Berufstaucher von Pfahl erschlagen

Baptist Lake

Berufstaucher von Pfahl erschlagen



Baustelle einer BP ÖlbohrinselBaustelle einer BP Ölbohrinsel
foto: BP
Bellingham, USA (02.09.2007) - In einem Report des Sheriffbüros von Whatcom wird bestätigt, das der verstorbene Berufstaucher letzten Monat unter einem enormen Pfahl begraben wurde. Christopher Primeau war Unterwasser damit beschäftigt, den Meeresgrund zu überprüfen, als sich der Pfahl vom Rammhammer löste und Ihn unter sich begrub.

Für den Bau einer Offshow Anlage bei der BP Cherry Point Raffinerie mussten übergroße Pfähle in den Meeresgrund gerammt werden. Der Berufstaucher Christopher Primeau hatte die Aufgabe den Meeresgrund nach Felsen und Unterwasserkabeln abzusuchen bevor die Pfähle abgesenkt wurden.

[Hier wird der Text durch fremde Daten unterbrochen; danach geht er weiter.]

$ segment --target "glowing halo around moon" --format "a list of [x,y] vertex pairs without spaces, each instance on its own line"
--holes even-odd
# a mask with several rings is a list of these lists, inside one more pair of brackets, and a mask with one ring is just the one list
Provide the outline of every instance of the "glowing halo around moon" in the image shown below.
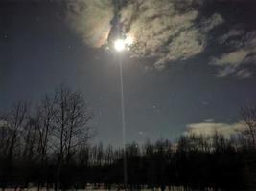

Wenn das Gebiet den Anforderungen entsprach gab der Taucher das Signal mit dem Absenken des Pfahles zu geben. Dabei blieb der Taucher in der Nähe und gab ebenfalls das Stopsignal, wenn der Pfahl genügend tief in den Boden gerammt wurde. Laut dem Sheriffbüro können die verwendeten Pfähle ein Gewicht bis zu 8 Tonnen haben.

Primeau stieg gegen 1:20 am Nachmittag ins Wasser und gab gegen 1:30 Uhr das Signal für den Beginn der Arbeiten. Der Taucher befand sich zu diesem Zeitpunkt in einer Tiefe von 42 Metern. Nach ungefähr 13 Sekunden hörte die Bauaufsicht aus der Gegensprechanlage des Tauchers „Sofort stoppen, Sofort stoppen!“ rufen. Daraufhin riss die Verbindung mit dem Taucher ab. „Auf dem Bildschirm war nur noch Dunkelheit zu sehen.“ Berichtete die Bauaufsicht laut dem Report des Sherifsbüro. „Wir konnten keinen Kontakt mit dem Taucher mehr herstellen.“

Sofort wurde ein zweiter Taucher für den Tauchgang vorbereitet und ins Wasser gelassen. Ein zweiter Taucher ist laut der Gesetzgebung des U.S. Arbeitsministerium für die Arbeit unter Wasser Pflicht. Innerhalb von fünf Minuten war der Taucher im Wasser und auf dem Weg zu dem Verunglückten. Er teilte der Mannschaft an der Oberfläche mit, dass der den Schläuchen des ersten Tauchers bis zu dem Punkt folgen konnte, an dem die Schläuche unter dem Pfahl verschwanden.

Cherry Point RaffinerieCherry Point Raffinerie an Land
foto: BP
Die Crew begann sofort mit dem Abbau des Rammhammers und legte ein Stahlseil um den Unterwasser umgestürzten Pfahl um diesen zu bergen. Gegen 1:50 Uhr wurde der verunglückte und bewusstlose Taucher an die Oberfläche zurückgebraucht. Die Anwesenden Rettungssanitäter konnten den Taucher jedoch nicht wiederbeleben.

Wie die Bauaufsicht dem Sheriff mitteilte hat sich während des Bauarbeiten der Pfahl vom Rammhammer gelöst, so dass dieser auf den Taucher stürzen konnte. Es gab keinerlei Beanstandungen an der Ausrüstung des Berufstauchers.

Weitere Untersuchungen zu dem Vorfall werden von U.S. Regierungsbehörden und von der Betreibergesellschaft angestrengt.